Given $$P(x) = \sum_{k=0}^Nc_kx^k$$
Can we derive some exact formula for
$$\sum_{k=0}^N P(k)$$
The only thing I can think of is the integral approximation:
$$\int_{0}^{N} P(x)dx \approx \sum_{k=0}^N P(k)$$
or maybe broken into smaller pieces
$$\int_{k}^{k+1} P(x)dx \approx \frac{P(k)+P(k+1)} 2$$ Maybe there are better approaches?
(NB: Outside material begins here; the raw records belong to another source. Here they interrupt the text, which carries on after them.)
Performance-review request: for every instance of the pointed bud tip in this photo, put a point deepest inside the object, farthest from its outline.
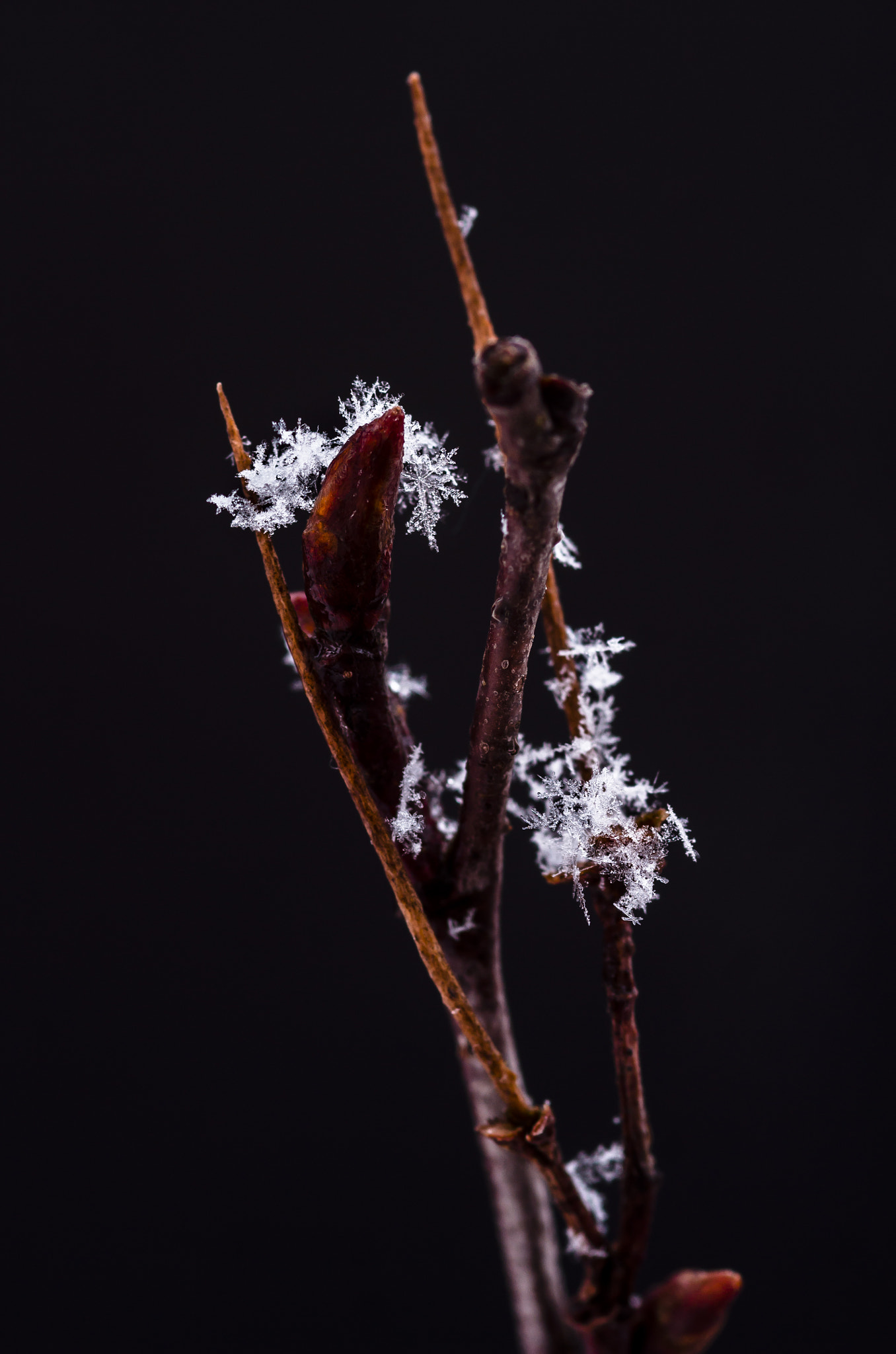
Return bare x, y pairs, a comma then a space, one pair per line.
347, 543
688, 1311
302, 611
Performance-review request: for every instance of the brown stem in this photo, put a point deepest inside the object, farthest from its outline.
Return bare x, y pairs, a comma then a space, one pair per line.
520, 1111
520, 1199
541, 421
525, 1223
470, 289
564, 664
639, 1181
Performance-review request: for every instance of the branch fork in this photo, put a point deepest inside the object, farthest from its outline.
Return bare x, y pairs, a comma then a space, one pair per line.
336, 631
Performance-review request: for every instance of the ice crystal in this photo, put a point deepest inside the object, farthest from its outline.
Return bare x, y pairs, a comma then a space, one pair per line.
457, 928
565, 551
467, 218
408, 825
436, 787
583, 801
287, 475
401, 683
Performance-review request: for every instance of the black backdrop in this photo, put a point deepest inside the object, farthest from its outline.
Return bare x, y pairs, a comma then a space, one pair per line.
233, 1115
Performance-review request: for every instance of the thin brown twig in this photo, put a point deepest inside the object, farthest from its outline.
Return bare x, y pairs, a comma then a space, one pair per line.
470, 289
520, 1111
564, 662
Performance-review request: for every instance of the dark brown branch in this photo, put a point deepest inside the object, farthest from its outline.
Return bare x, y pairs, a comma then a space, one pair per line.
470, 289
347, 550
520, 1109
520, 1200
541, 1147
639, 1181
541, 423
564, 664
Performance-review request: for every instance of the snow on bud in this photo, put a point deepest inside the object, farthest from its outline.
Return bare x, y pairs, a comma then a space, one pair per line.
685, 1314
347, 545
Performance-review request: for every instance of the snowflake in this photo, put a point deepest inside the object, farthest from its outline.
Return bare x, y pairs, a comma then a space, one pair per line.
467, 218
401, 683
286, 478
436, 787
586, 1172
565, 551
406, 825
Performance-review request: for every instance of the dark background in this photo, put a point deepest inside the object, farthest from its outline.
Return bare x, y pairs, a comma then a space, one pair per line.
233, 1119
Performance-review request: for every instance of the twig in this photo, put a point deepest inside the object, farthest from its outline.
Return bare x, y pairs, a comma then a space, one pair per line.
564, 662
639, 1181
639, 1178
520, 1111
541, 421
470, 289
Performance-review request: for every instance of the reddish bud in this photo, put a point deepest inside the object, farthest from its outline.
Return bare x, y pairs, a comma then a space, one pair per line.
301, 604
685, 1314
347, 545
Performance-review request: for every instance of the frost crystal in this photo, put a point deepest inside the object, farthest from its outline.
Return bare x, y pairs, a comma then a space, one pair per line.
401, 683
457, 929
406, 825
565, 551
436, 787
287, 477
585, 803
588, 1170
466, 219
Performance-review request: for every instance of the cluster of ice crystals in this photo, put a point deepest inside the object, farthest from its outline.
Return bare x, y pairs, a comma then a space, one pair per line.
287, 475
565, 551
401, 683
583, 801
408, 825
588, 1170
283, 477
467, 218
So you are looking for a "nice" form to express $$ \sum\limits_{j = 0}^n {P(j)} = \sum\limits_{k = 0}^n {c_{\,k} \sum\limits_{l = 0}^n {l^{\,k} } } $$
Now, as far as I know, the different formulations for the sums of powers can be summarized in $$ \eqalign{ & S_m (n + 1) = \sum\limits_{0\, \le \,l\, \le \,n} {l^{\,k} } \quad \left| {\;0 \le {\rm integer }k,n} \right. = \cr & = \sum\limits_{\left( {0\, \le } \right)\,j\,\left( { \le \,k} \right)} {\left\langle \matrix{ k \cr j \cr} \right\rangle \left( \matrix{ n + 1 + j \cr k + 1 \cr} \right)} = \sum\limits_{\left( {0\, \le } \right)\,j\,\left( { \le \,k} \right)} {\;j!\;\left\{ \matrix{ k \cr j \cr} \right\}\left( \matrix{ n + 1 \cr j + 1 \cr} \right)} = \cr & = {1 \over {k + 1}}\sum\limits_{0\, \le \,j\, \le \,m} {\left( \matrix{ k + 1 \cr j \cr} \right)\;B(j)\;\left( {n + 1} \right)^{\,k + 1 - j} } \cr} $$ where:
- the angle brackets denote the Eulerian Numbers;
- the curly brackets denote the Stirling Numbers of 2nd kind;
- $B(j)$ denote the Bernoulli Numbers.
Therefore, you cannot find a close form in general, unless the $c_k$ obey to a particular function of the index.